In one or more implementations, the set of features comprises a set of lumen texture features indicative of at least a contrast of the lumen of the given patient, and said classifying is further based on the set of lumen texture features.

In one or more implementations, the set of lumen shape features comprise HOG features.

In one or more implementations, the set of lumen texture features comprise GLCM features.

In one or more implementations, said extracting, from the lumen, the set of features is performed by a feature extraction model 260, the set of features corresponding to deep features.

In one or more implementations, the set of features may comprise ILT and wall features.

According to processing step 1106, the processor classifying, using the trained classifier 270, based on at least the set of features, each of the set of images as being indicative of AAA growth or not being indicative of AAA growth to obtain a set of classified images for the given patient.

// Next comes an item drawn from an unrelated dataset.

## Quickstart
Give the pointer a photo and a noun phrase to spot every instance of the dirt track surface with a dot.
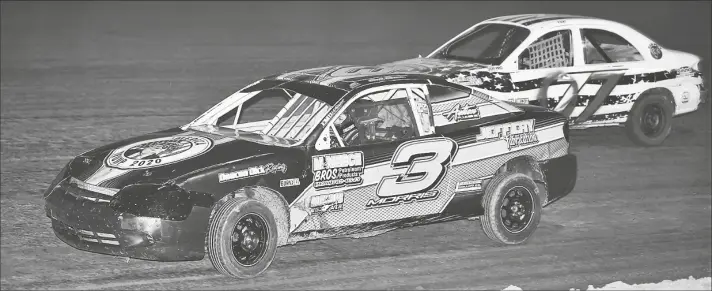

According to processing step 1108, the processor predicts if the patient will show AAA growth based on at least the classified set of images.

In one or more implementations, the processor segments using the at least one trained segmentation model, calcifications in the aortic area of each of the set of images, calculates an amount of calcification in each of the set of classified images, and determines if the amount of calcification is above a threshold. In response to the amount of calcification being above the threshold: the processor outputs the amount of calcification as a further indicator of AAA growth for the given patient.

According to processing step 1110, the processor outputs the prediction.

It will be appreciated that the prediction provided by the present method and system is solely an indication of AAA growth based on image features in images of a patient, and may be combined with other methods for assessing AAA growth in patients already diagnosed with AAA. As a non-limiting example, the prediction may be used in combination with other features/types of features to assess growth of AAA.

In some cases, what are believed to be helpful examples of modifications to the present technology may also be set forth. This is done merely as an aid to understanding, and, again, not to define the scope or set forth the bounds of the present technology. These modifications are not an exhaustive list, and a person skilled in the art may make other modifications while nonetheless remaining within the scope of the present technology. Further, where no examples of modifications have been set forth, it should not be interpreted that no modifications are possible and/or that what is described is the sole manner of implementing that element of the present technology.

Modifications and improvements to the above-described implementations of the present technology may become apparent to those skilled in the art. The foregoing description is intended to be exemplary rather than limiting.